Starace e il rapporto turbolento con il governo Draghi
Diversa la situazione di Francesco Starace all’Enel, anche lui giunto alla fine del terzo mandato vantando ottimi risultati ma un rapporto turbolento con governo Draghi di cui ha spesso contraddetto la politica energetica incarnata dal ministro Cingolani (è un radicale sostenitore delle rinnovabili) e la collocazione geopolitica con la rigida chiusura a Mosca dopo l’invasione dell’Ucraina. Starace può sicuramente ambire al quarto mandato se a Palazzo Chigi si insedierà una nuova maggioranza.

Alessandro Profumo, ad di Leonardo e manager col cuore a sinistra
Cosa che forse avvantaggerebbe anche un altro manager di peso, Stefano Donnarumma, l’ad di Terna che unico tra i boiardi di Stato nell’aprile scorso ha presenziato alla convention milanese di Fratelli d’Italia senza che peraltro Giorgia Meloni, e soprattutto il suo ascoltato consigliere Guido Crosetto, lo consideri organico al suo raggruppamento. Non avvantaggerebbe invece Alessandro Profumo, ad di Leonardo e manager col cuore a sinistra, uno dei pochi banchieri che nel 2007 votò alle primarie del Pd che incoronarono Walter Veltroni alla segreteria e più volte resosi disponibile con i governi di centrosinistra per incarichi ministeriali.
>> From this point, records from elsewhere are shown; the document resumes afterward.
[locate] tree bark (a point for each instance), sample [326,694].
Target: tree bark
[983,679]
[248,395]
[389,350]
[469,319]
Cassa depositi e prestiti è un ente troppo importante per usare l’accetta
L’altro grande punto di domanda riguarda Cdp, il braccio pubblico di investimenti che ogni governo vuole avere totalmente schierato dalla sua parte per la delicatezza dei dossier da affrontare. Non a caso Draghi preferì Dario Scannapieco a Fabrizio Palermo, che puntava con decisione e buoni sponsor alla riconferma. Inevitabile dunque che con un cambio di maggioranza politica le tensioni si rifletterebbero immediatamente negli uffici di via Goito, quartier generale romano della Cassa. Con la sostituzione di Scannapieco? No, primo perché il manager arrivato dalla Bei non è in scadenza. Poi perché Cdp è un ente troppo importante per usare l’accetta. Lo fece, caso unico nella sua storia, solo Matteo Renzi che estromise Franco Bassanini per mettere al suo posto i fidati Claudio Costamagna e Fabio Gallia. Se mai, sulla Cassa si rifletterebbero tutte le pressioni inevitabili quando gli assetti di governo mutano.

Con il centrodestra finirebbe la breve corsa di Carlo Fuortes alla Rai?
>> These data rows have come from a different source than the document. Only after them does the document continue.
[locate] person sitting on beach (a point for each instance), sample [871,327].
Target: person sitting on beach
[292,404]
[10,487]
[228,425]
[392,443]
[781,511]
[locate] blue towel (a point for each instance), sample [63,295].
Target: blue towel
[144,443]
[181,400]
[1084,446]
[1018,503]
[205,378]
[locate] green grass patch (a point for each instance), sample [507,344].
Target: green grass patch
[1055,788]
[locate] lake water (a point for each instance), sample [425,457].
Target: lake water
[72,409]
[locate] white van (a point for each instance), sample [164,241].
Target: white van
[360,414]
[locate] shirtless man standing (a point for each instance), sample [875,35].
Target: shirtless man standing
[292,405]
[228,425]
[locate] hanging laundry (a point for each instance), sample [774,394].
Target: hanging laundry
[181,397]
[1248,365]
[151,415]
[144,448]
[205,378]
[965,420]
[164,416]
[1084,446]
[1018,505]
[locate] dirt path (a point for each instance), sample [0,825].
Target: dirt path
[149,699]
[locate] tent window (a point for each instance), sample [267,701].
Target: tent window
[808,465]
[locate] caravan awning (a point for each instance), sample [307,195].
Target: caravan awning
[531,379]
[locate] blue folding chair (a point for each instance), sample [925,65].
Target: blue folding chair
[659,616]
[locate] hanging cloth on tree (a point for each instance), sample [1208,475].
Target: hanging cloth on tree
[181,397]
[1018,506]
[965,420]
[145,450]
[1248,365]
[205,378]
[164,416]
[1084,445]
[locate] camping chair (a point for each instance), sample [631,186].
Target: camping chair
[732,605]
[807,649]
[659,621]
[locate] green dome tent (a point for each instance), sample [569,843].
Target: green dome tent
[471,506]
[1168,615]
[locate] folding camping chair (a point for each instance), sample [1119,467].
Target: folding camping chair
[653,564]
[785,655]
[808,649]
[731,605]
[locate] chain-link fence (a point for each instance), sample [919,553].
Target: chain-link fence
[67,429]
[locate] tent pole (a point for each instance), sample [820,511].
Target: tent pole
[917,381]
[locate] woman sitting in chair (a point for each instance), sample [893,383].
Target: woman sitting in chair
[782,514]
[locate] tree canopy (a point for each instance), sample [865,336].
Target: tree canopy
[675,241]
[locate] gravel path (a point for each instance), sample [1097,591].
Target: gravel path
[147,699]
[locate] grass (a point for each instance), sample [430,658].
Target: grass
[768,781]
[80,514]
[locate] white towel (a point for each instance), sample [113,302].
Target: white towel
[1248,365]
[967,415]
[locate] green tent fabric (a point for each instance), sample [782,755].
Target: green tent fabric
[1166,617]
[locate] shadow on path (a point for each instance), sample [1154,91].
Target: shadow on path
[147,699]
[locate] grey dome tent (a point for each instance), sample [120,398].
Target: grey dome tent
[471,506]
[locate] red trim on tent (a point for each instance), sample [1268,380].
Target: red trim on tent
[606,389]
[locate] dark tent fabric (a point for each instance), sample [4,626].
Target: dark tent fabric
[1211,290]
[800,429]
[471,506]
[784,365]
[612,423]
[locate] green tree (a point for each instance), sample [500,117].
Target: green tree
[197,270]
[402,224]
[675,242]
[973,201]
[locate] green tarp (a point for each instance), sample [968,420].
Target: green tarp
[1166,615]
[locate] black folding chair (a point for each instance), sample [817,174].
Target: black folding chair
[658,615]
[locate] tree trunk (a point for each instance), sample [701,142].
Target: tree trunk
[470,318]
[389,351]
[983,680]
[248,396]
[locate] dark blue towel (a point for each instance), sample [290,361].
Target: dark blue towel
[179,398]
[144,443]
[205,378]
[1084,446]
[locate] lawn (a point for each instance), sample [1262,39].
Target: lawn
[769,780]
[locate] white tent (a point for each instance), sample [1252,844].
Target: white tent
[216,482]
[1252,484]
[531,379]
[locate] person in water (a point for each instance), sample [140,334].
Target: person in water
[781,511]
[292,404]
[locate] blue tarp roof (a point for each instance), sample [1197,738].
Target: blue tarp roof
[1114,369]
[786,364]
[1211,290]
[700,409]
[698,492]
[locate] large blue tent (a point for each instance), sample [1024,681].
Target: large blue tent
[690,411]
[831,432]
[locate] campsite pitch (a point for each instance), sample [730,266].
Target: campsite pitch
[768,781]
Un po’ come accade alla Rai, cartina di tornasole di ogni sommovimento nelle stanze della politica. Con il centrodestra finirebbe la breve corsa di Carlo Fuortes alla guida della televisione pubblica? Sì, ma anche qui non subito. Per l’ex sovrintendente dell’Opera di Roma la parabola potrebbe essere simile a quella del duo Foa-Salini che sopravvissero per oltre un anno al passaggio dal gialloverde Conte 1 al giallorosso Conte 2. E poi, fanno osservare maliziosamente gli esegeti di viale Mazzini, nelle ultime tornate di nomine Fuortes si è speso senza parsimonia per accontentare gli appetiti di Meloni che chiedeva più spazio per i suoi.